Colombia President Ivan Duque’s formal inauguration of Congress’ second year ended up in chaos after his party was caught red-handed trying to sabotage the opposition’s response to the president’s speech.
The mess caused by outgoing Senate president Ernesto Macias was similar to the one caused by Duque’s far-right allies during the president’s inauguration last year.
Exactly as last year, the day began as planned and full of ceremony; accompanied by an extensive entourage, Duque walked from the presidential palace to Congress to give the speech in which he would outline his policy plans for the coming year.
And exactly as last year, Duque’s attempt to come across as an elegant head of state were shattered by Macias, of whom nobody really knows if he finished high school or not.
How it was supposed to go
After Duque’s arrival in Congress, the president was expected to give his annual speech — similar to the State of the Union in the Unites States — to outline his policy plans for the coming year.

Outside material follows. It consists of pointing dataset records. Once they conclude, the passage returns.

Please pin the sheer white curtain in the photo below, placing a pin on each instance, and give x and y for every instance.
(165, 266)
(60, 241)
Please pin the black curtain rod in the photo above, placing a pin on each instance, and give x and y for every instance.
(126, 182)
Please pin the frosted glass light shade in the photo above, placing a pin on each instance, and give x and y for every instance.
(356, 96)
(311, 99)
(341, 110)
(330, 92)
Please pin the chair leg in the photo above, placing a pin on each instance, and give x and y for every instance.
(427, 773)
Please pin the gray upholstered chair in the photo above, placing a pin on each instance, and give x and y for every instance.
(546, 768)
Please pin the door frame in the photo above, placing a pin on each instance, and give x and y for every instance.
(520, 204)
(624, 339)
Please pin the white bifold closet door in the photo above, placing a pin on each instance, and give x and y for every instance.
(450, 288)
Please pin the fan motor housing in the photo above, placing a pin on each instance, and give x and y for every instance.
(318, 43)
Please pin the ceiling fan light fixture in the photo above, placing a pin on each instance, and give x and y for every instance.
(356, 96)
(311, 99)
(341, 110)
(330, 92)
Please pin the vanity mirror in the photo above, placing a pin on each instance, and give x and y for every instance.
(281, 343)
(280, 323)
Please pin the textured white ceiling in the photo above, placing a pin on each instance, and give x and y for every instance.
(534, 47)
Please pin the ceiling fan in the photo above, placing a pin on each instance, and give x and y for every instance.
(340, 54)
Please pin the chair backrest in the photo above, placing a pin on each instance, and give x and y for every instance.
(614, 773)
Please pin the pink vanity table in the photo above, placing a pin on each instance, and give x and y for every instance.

At the end of this speech, an opposition representative would then be given the word for a rebuttal speech similar to the response to the State of the Union of whichever party that finds itself in opposition of the governing party.
At the end of the ceremony, Macias would hand the gavel to his successor and everybody would go home and enjoy their last day off before sessions begin on Monday.
You can always count on Macias to screw things up
Duque arrived at Congress without a scratch, but as the president was greeting lawmakers, Macias told one of his aides about his “final trick” to sabotage the opposition, but forgot to turn off his microphone.
We’re obliged to let them speak after the president, so I’ll ask the commission to accompany the president and I’ll get him out of here. They don’t know. It’s my final trick as president, hahahaha.
Former Senate president Ernesto Macias
“They didn’t turn off my microphone,” the far-right senator found out minutes after his latest abuse of power to stifle opposition to the president was exposed.
Duque held his speech and — as planned — was escorted out of Congress before opposition Senator Jorge Robledo could reach the pedestal for his rebuttal. Congress descended into chaos.
The noise did not allow Robledo to speak, who — unaware of the ruling party’s plan to shut him up — asked Macias to call order.
“Your 20 minutes have begun,” Macias replied, proudly observing the disorder he had caused on his last day.
The now-former senate president ended his tenure as it began when he inaugurated Duque, with a clear disdain for democracy.
And again Macias ruined Duque’s attempts to keep up the appearance he is the president of the republic and not the plaything of a bunch of kleptocrats.